The design and evaluation of a numerical optimization based energy management system for domestic houses comprising photovoltaic energy production and battery electrical storage is considered. The combination of time–variant electricity prices and the option to store generated power for later use introduces the interesting optimization problem of how to optimally operate (charge/discharge) the battery in order to minimize operation costs for the user. In most of the cases, optimization problems consider constant values of the power inverter efficiencies and hence, the optimization problem can be solved by using linear programming methods. The use of constant values of power inverter efficiencies assumes, that changing and discharging energy-flows lie on some most probably operating region of the inverter. We investigate here the validity of this consideration, by modeling an optimization problem, which considers a nonlinear parametrization of the power inverter efficiency curves. This way to model the optimization problem makes the optimization problem itself nonlinear. The main contribution of this paper is the presentation of a method to solve the nonlinear optimization problem generated by the use of nonlinear parametrization of the power inverter efficiency.
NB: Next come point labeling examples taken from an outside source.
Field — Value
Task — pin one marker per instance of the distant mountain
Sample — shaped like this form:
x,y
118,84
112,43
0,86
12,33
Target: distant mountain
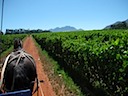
x,y
64,29
118,25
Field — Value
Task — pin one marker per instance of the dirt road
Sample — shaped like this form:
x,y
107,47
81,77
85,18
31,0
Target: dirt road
x,y
45,87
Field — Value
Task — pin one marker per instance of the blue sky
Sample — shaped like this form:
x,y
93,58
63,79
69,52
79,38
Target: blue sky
x,y
47,14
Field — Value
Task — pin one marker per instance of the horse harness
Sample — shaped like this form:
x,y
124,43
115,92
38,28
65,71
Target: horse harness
x,y
19,55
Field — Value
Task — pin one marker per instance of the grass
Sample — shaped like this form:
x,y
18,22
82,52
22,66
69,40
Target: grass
x,y
55,72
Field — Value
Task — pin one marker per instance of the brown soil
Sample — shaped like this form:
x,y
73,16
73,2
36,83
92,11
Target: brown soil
x,y
46,86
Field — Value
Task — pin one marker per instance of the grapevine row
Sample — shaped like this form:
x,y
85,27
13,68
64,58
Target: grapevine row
x,y
96,60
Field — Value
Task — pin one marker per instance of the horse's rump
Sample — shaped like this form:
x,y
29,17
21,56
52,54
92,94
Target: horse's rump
x,y
20,72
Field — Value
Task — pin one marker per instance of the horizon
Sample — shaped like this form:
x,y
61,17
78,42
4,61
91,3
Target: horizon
x,y
49,14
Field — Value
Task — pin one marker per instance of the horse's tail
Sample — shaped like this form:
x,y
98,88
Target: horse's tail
x,y
3,70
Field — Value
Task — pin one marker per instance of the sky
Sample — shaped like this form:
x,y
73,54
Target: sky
x,y
47,14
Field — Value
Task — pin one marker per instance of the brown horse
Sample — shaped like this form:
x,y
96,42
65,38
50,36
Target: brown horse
x,y
19,70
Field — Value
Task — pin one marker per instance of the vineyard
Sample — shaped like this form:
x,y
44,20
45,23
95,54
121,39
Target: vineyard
x,y
96,60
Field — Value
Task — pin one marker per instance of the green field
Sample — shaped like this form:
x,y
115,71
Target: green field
x,y
96,60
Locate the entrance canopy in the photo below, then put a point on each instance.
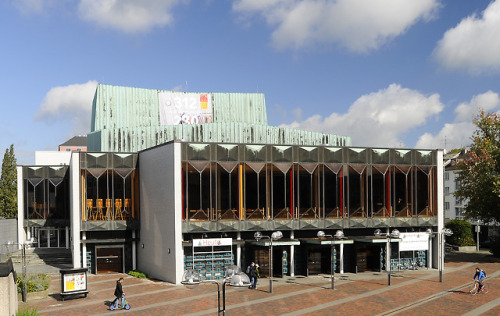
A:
(326, 241)
(281, 242)
(374, 239)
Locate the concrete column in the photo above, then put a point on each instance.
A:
(387, 252)
(341, 259)
(292, 255)
(134, 252)
(67, 237)
(84, 249)
(21, 234)
(238, 250)
(429, 254)
(74, 213)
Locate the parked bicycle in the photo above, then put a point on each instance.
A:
(475, 288)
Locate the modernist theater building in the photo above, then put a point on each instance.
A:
(175, 180)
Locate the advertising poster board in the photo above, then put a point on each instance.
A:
(73, 281)
(414, 241)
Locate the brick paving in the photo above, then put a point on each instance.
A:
(411, 293)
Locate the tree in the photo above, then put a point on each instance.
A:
(8, 185)
(479, 179)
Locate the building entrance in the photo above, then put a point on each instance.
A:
(49, 237)
(109, 259)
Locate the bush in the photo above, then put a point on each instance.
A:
(35, 283)
(28, 312)
(495, 247)
(462, 233)
(138, 274)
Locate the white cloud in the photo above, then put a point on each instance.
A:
(32, 6)
(486, 101)
(358, 25)
(459, 133)
(129, 16)
(379, 118)
(474, 44)
(71, 103)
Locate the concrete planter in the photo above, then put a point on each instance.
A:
(34, 295)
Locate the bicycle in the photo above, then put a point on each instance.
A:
(474, 289)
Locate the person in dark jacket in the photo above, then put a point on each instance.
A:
(119, 293)
(251, 274)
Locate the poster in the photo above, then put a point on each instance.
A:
(75, 282)
(414, 241)
(185, 108)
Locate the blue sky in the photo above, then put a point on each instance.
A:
(389, 73)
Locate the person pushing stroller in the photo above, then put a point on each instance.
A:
(119, 295)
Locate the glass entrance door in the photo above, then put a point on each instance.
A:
(49, 237)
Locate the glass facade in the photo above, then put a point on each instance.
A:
(46, 193)
(109, 186)
(263, 182)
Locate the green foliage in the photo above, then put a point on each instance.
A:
(495, 247)
(35, 283)
(28, 312)
(138, 274)
(462, 233)
(456, 150)
(479, 179)
(8, 185)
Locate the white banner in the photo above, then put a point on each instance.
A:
(184, 108)
(413, 241)
(209, 242)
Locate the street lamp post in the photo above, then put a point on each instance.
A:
(441, 239)
(393, 234)
(232, 276)
(274, 236)
(338, 235)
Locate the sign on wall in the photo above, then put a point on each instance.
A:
(185, 108)
(413, 241)
(210, 242)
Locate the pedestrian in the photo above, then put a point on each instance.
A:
(251, 274)
(119, 293)
(256, 275)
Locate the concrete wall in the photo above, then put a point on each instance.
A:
(8, 231)
(8, 295)
(52, 158)
(75, 208)
(160, 253)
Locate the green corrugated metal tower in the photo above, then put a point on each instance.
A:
(126, 119)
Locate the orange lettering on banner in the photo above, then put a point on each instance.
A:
(203, 102)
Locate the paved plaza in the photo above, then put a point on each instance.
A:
(411, 293)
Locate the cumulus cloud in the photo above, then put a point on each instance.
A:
(458, 134)
(129, 16)
(71, 103)
(32, 6)
(474, 44)
(487, 101)
(379, 118)
(358, 25)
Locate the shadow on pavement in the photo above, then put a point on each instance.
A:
(479, 257)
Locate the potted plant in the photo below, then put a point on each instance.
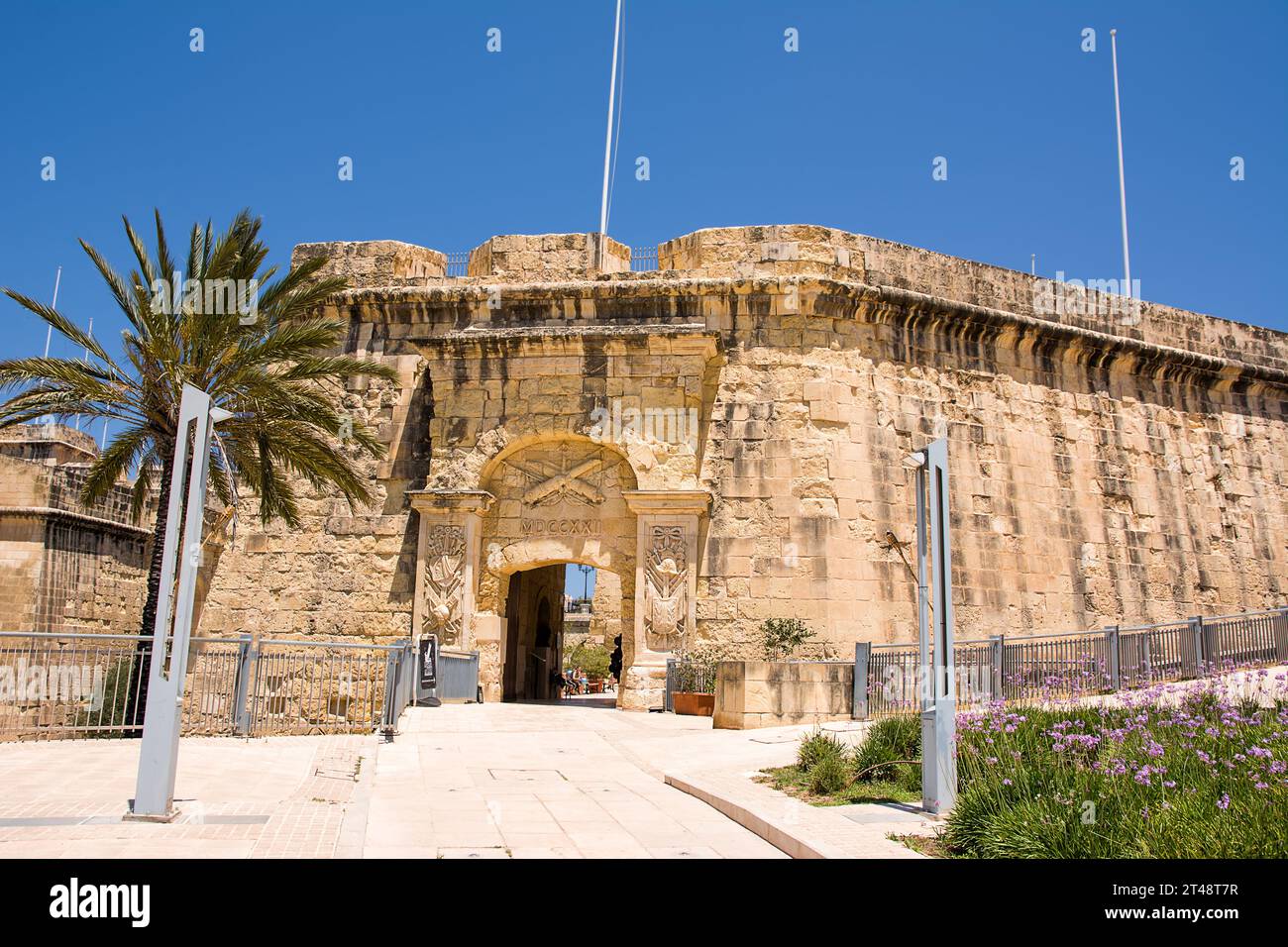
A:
(696, 682)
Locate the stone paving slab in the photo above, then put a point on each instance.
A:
(539, 781)
(799, 828)
(267, 797)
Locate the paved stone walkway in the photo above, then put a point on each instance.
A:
(278, 796)
(460, 781)
(541, 781)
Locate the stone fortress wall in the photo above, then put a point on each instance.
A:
(1108, 466)
(65, 566)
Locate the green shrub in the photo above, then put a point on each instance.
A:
(696, 671)
(592, 659)
(828, 775)
(889, 738)
(819, 746)
(780, 638)
(1199, 777)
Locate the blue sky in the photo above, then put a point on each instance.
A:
(452, 145)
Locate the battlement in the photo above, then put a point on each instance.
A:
(741, 260)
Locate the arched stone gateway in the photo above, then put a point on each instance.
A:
(725, 433)
(570, 493)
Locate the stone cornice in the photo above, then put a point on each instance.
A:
(668, 501)
(451, 500)
(82, 518)
(874, 303)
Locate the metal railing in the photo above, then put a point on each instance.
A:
(58, 685)
(643, 260)
(1060, 667)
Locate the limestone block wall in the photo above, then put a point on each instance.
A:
(65, 566)
(346, 574)
(761, 693)
(374, 262)
(548, 257)
(1082, 493)
(605, 609)
(1104, 471)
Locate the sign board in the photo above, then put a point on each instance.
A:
(428, 663)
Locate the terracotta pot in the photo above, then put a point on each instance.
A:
(694, 703)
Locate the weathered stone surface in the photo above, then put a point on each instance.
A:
(1106, 470)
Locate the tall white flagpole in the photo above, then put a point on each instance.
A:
(1122, 180)
(50, 331)
(608, 137)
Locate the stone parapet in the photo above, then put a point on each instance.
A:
(548, 257)
(373, 262)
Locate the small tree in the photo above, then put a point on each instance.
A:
(696, 672)
(593, 660)
(780, 638)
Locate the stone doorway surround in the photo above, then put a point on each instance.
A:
(468, 551)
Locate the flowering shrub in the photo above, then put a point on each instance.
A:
(1186, 772)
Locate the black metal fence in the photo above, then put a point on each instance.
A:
(76, 685)
(1038, 668)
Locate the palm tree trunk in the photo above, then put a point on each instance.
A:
(138, 698)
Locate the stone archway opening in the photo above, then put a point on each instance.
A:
(550, 631)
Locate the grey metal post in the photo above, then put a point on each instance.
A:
(945, 673)
(1197, 631)
(862, 659)
(1116, 677)
(159, 754)
(246, 655)
(939, 690)
(390, 718)
(999, 684)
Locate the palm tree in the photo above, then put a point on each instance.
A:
(275, 372)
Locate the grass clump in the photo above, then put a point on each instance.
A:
(829, 775)
(819, 746)
(1188, 776)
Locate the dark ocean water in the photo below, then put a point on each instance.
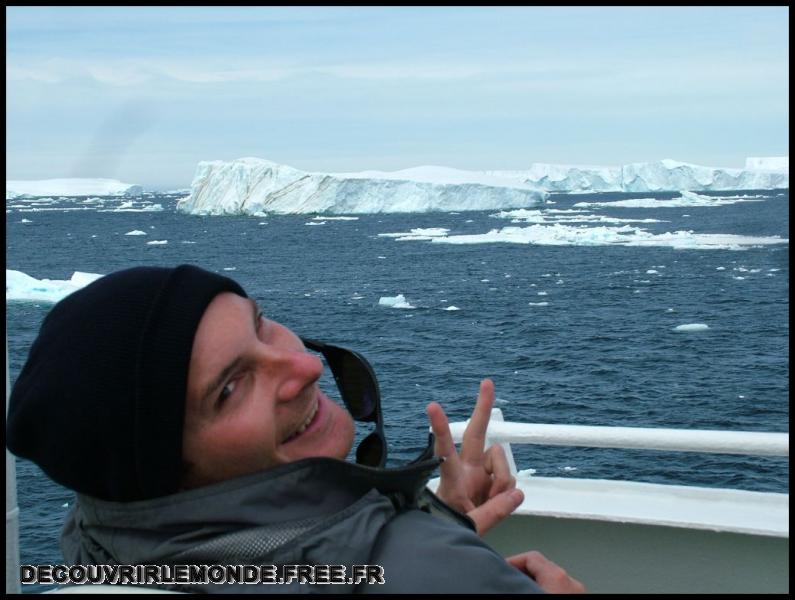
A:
(601, 352)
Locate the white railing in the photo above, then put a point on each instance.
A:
(683, 440)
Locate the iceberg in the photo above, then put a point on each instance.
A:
(398, 301)
(660, 176)
(767, 163)
(70, 188)
(251, 185)
(22, 287)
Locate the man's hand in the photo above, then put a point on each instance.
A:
(546, 574)
(475, 482)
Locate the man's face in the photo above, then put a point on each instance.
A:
(253, 400)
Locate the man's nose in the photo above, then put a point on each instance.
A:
(294, 370)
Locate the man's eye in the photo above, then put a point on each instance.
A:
(226, 391)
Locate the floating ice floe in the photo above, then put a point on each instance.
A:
(398, 301)
(22, 287)
(417, 234)
(563, 235)
(692, 327)
(687, 199)
(70, 188)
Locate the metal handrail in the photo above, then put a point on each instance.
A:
(755, 443)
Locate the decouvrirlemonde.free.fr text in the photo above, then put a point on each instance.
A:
(200, 574)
The proposed method defines and solves a sequence of iterative linear programming optimization problems to solve approximately the original nonlinear optimization problem. Numerical simulations in a realistic simulation setup using measurement data from a photovoltaic installation and load data from a single family house over the time of one entire year are used for evaluating the performance. As the results show, the proposed iterative algorithm is able to achieve lower costs for the user than standard rule-based (non optimization) and frequently used linear optimization approaches not considering the efficiency nonlinearities. It can be concluded that the nonlinear efficiency curves significantly contribute to the overall performance of an energy management system since they vary in a wide range, especially in the part-load range of the inverter.